DESCRIPTION (provided by applicant): This project will result in the development of new cell-screening technologies based on single molecule detection. Based on previous results using fluorogenic caspase probes, cellular processes that are normally observed after several hours by conventional tools can be detected in less than one hour. We will extend these results to develop a microfluidic cell-scanning system that can assay fluorogenic probes in an automated fashion. Using single molecule fluorescence, several parameters can be determined simultaneously; including fluorescence burst intensity (counting molecules), fluorescence recurrence time (diffusion-corrected concentration), and fluorescence correlation time (fluorescence correlation spectroscopy). New fluorogenic protease probes will be developed that feature red-laser excitation. We will use apoptosis as our test model, and develop caspase-specific probes. Upon proteolytic cleavage, the fluorogenic probe will be converted to a fluorescent molecule with an emission near 660-690 nm. This region of the spectrum is free from cell autofluorescence and will allow for even faster detection. The result will be a method for assaying a biochemical system, in living cells, with high temporal resolution. In an effort to improve the cell throughput of our existing system, an automated microfluidic scanning and data analysis system will be developed. Cells will be scanned past the laser beam using segmented flow and laser trapping. Single molecule data will be subsequently obtained. A decision-making module in the software will compare measured parameters to control values and classify cells according to protease activity. The end result of this project will be an instrument capable of multiparameter fluorescence detection, single molecule sensitivity, and automated cell throughput. While apoptosis and caspase activity are chosen as a test case, this instrumentation and methodology can be adapted easily to other biomedical problems. PUBLIC HEALTH RELEVANCE (provided by the applicant): We will develop new molecular probes, instrumentation, and methods to study intracellular protein-substrate interactions with high temporal resolution. This methodology will allow biological processes to be studied with higher throughput and sensitivity.

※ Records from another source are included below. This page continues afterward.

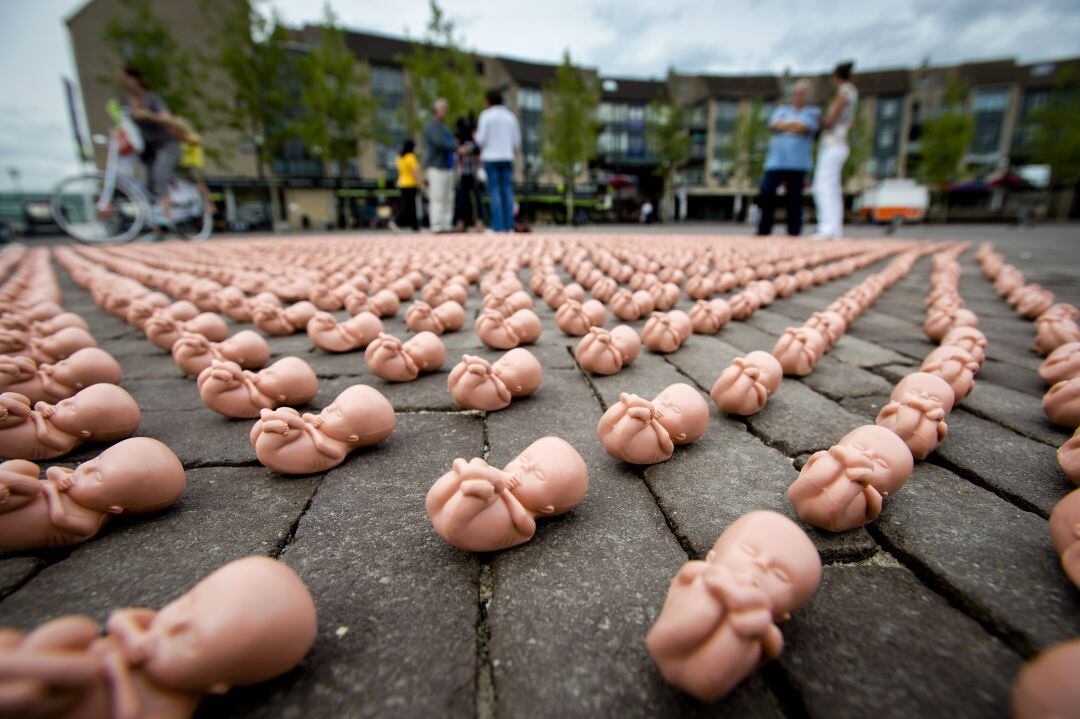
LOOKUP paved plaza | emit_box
[0,226,1080,719]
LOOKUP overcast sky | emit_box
[0,0,1080,192]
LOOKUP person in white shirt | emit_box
[476,90,522,232]
[813,63,859,240]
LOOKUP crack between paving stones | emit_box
[866,523,1039,660]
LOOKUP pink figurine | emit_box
[195,357,319,419]
[1050,489,1080,589]
[1012,639,1080,719]
[0,347,120,403]
[1042,377,1080,430]
[876,369,963,460]
[0,384,140,460]
[787,424,915,532]
[364,331,446,382]
[0,557,316,719]
[645,511,822,702]
[427,437,589,552]
[446,348,543,412]
[476,310,540,350]
[170,329,270,377]
[307,311,382,352]
[772,327,828,377]
[941,327,986,367]
[573,325,642,375]
[251,384,396,474]
[710,350,784,417]
[0,437,185,552]
[405,300,465,335]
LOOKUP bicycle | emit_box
[51,100,213,244]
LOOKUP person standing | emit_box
[813,63,859,240]
[476,90,522,232]
[757,80,821,238]
[390,139,423,230]
[423,98,458,232]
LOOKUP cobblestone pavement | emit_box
[0,222,1080,718]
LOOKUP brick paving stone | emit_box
[645,415,877,561]
[487,363,775,717]
[799,354,892,402]
[934,410,1076,517]
[869,462,1080,654]
[746,378,866,457]
[778,566,1021,719]
[216,415,483,717]
[0,467,318,627]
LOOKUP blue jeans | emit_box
[484,160,514,232]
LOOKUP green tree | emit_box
[99,0,203,126]
[647,99,690,221]
[734,98,770,184]
[1030,69,1080,219]
[541,51,600,225]
[399,0,484,133]
[295,3,376,178]
[211,0,293,227]
[918,78,974,217]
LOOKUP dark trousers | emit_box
[397,187,420,230]
[757,169,807,238]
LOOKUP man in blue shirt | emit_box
[757,80,821,238]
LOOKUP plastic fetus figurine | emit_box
[1042,377,1080,430]
[596,383,708,464]
[690,297,731,335]
[710,350,784,417]
[446,348,543,412]
[941,327,986,367]
[0,557,316,719]
[143,310,229,350]
[920,344,978,403]
[772,327,828,377]
[1039,342,1080,384]
[1012,639,1080,719]
[0,384,141,460]
[645,511,822,702]
[642,312,686,354]
[0,347,120,403]
[875,369,963,460]
[251,384,397,474]
[1045,487,1080,589]
[308,311,382,352]
[555,299,607,337]
[405,300,465,335]
[195,357,319,419]
[476,310,541,350]
[0,437,185,552]
[573,325,642,375]
[427,437,589,552]
[787,424,915,532]
[364,331,446,382]
[170,329,270,377]
[252,300,319,337]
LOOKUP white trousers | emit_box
[813,141,848,238]
[427,167,454,232]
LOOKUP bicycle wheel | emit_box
[52,173,150,244]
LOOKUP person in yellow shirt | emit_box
[391,139,423,230]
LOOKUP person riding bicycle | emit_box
[120,67,180,239]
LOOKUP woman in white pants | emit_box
[813,63,859,240]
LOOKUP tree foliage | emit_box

描述（由申请人提供）：该项目将基于单分子检测来开发新的细胞筛查技术。基于使用荧光caspase探针的先前结果，可以在不到一小时的时间内检测到几个小时后通常在几个小时后观察到的细胞过程。我们将扩展这些结果，以开发一个微流体扫描系统，该系统可以自动化的方式测定荧光探针。使用单分子荧光，可以同时确定几个参数。包括荧光爆发强度（计数分子），荧光复发时间（扩散校正浓度）和荧光相关时间（荧光相关光谱法）。将开发新的荧光蛋白酶探针，具有红色激动激发。我们将使用凋亡作为我们的测试模型，并开发caspase特异性探针。蛋白水解裂解后，荧光探针将转换为荧光分子，其发射接近660-690 nm。该频谱的该区域不含细胞自动荧光，将允许更快的检测。结果将是一种在活细胞中分析生化系统，具有高时间分辨率的方法。为了改善现有系统的细胞吞吐量，将开发自动的微流体扫描和数据分析系统。通过分段流和激光捕获，将将细胞扫描过激光束。随后将获得单分子数据。软件中的决策模块将根据蛋白酶活性比较测量的参数以控制值和分类。该项目的最终结果将是一种能够使用多参数荧光检测，单分子灵敏度和自动细胞吞吐量的仪器。虽然选择了凋亡和胱天蛋白酶活性作为测试案例，但该仪器和方法可以轻松地适应其他生物医学问题。 公共卫生相关性（由申请人提供）：我们将开发新的分子探针，仪器和方法来研究具有高时间分辨率的细胞内蛋白质 - 基底相互作用。该方法将允许以更高的吞吐量和灵敏度研究生物学过程。